Updated

For the mastermind of the Sept. 11 attacks, a fellow Guantanamo inmate now facing trial was too "primitive" and uneducated to consider involving him in Al Qaeda's terrorist plots.

Khalid Sheikh Mohammed, once the terror network's No. 3 leader, ridiculed Salim Hamdan's credentials in testimony Friday supporting the defendant's claim that he was merely a member of Usama bin Laden's motor pool.

"He was not a soldier, he was a driver," Mohammed said in a four-page transcript of his written testimony.

Attorneys for Hamdan presented Mohammed's account as their final evidence at the first U.S. war crimes trial since World War II. A jury of six American military officers is scheduled to hear the judge's instructions and begin deliberations on Monday.

Hamdan, a Yemeni with a fourth-grade education, faces a maximum life sentence if convicted of conspiracy and supporting terrorism.

During the two-week presentation of trial evidence, Hamdan's interrogators testified that he carried a pistol to protect bin Laden, had advance knowledge of terrorist "operations," and swore an oath of loyalty to the Al Qaeda chief.

But the terrorist military leader made clear he had too low an opinion of Hamdan and other "illiterate" drivers to include them in any secret planning.

"His nature was more primitive (Bedouin) person and far from civilization. He was not fit to plan or execute," said Mohammed, who described himself as "the executive director of 9/11" in the transcript that was translated from Arabic.

As a notorious enemy of the United States, Mohammed makes an unlikely defense witness. Prosecutors warned he might try to subvert the trial and attempted to block his testimony. But defense lawyers said his input is critical, likening him to the "godfather" figure in an organized crime trial.

Mohammed said he saw Hamdan more than 50 times, including the day of his November 2001 capture at a roadblock, when the driver was assigned to evacuate the wives and children of Al Qaeda members from southern Afghanistan to safety in Pakistan following the U.S.-led invasion.

But he said the Yemeni only stayed with the Al Qaeda chief for the US$200-a-month salary.

"He was not with the ideology of Usama bin Laden, and people like him, he was only searching for pleasure and money in this life," Mohammed said.
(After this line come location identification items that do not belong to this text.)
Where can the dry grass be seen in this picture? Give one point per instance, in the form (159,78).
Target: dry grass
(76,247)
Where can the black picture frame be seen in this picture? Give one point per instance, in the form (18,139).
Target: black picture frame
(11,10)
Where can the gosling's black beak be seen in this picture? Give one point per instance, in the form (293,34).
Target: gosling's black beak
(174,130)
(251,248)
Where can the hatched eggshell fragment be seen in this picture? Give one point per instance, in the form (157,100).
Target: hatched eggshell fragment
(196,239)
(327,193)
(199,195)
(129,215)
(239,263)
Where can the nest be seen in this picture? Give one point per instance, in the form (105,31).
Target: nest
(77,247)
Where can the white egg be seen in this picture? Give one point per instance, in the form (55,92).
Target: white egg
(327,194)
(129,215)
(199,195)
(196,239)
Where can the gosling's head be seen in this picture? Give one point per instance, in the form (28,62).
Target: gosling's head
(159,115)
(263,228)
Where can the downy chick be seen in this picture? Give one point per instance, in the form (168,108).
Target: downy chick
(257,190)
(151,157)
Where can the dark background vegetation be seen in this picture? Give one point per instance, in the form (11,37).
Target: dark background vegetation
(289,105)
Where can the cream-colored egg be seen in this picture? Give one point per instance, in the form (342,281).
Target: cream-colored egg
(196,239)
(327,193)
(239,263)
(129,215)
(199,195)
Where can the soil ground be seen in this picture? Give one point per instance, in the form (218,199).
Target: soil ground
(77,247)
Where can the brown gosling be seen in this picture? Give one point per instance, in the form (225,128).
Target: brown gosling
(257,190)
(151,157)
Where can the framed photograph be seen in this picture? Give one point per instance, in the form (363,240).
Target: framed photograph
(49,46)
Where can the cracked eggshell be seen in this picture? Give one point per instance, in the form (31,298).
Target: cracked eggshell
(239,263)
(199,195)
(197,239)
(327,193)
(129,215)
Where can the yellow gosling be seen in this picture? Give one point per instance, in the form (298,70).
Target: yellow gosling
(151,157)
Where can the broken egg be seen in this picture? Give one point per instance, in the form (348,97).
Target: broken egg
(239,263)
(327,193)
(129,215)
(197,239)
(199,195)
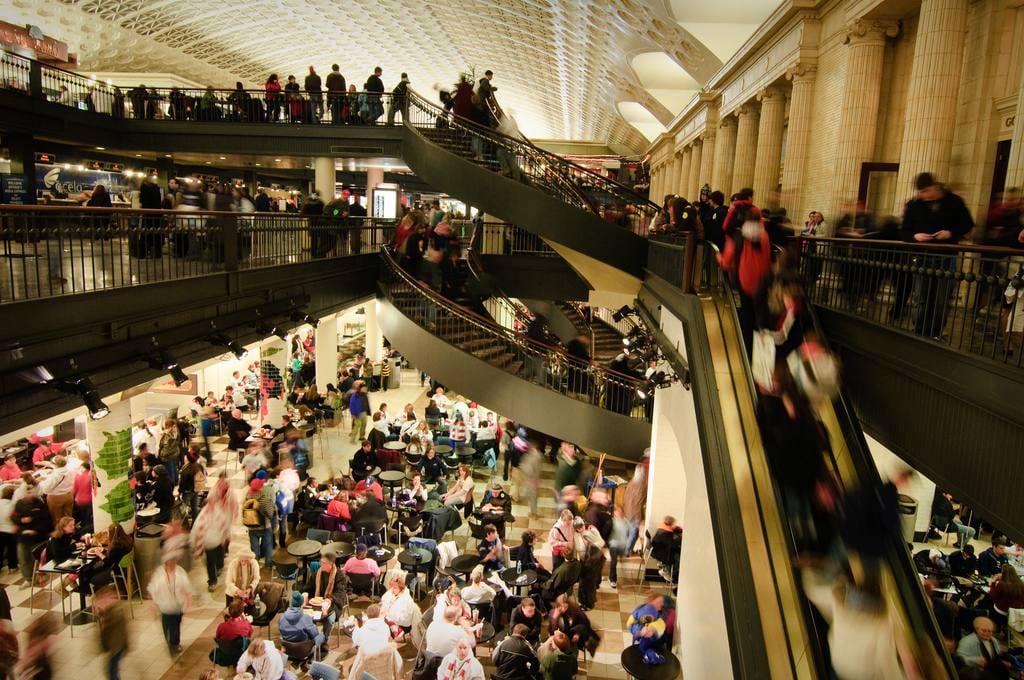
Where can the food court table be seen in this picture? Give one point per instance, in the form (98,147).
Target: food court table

Hamdan, who is in his late 30s, is one of 21 prisoners facing charges in the Bush administration's tribunal system for prosecuting terrorism suspects at this U.S. Navy base in southeast Cuba.

Hamdan's lawyers sought live testimony from Mohammed, who is representing himself in his own war crimes tribunal. But the Pakistani sent word he would not appear in court.

"He is intending to invoke self-incrimination rights and not appear," said Harry Schneider, a civilian defense attorney for Hamdan.

Another detainee witness, Waleed bin Attash, also refused to testify in court but agreed, like Mohammed, to respond in writing to answers provided by Hamdan's attorneys. Bin Attash said he was close enough to bin Laden to know that Hamdan "was not involved in the implementation of any attack."

Both witnesses were transferred to Guantanamo from secret CIA custody in September 2006 and face capital charges for their roles in the Sept. 11 attacks.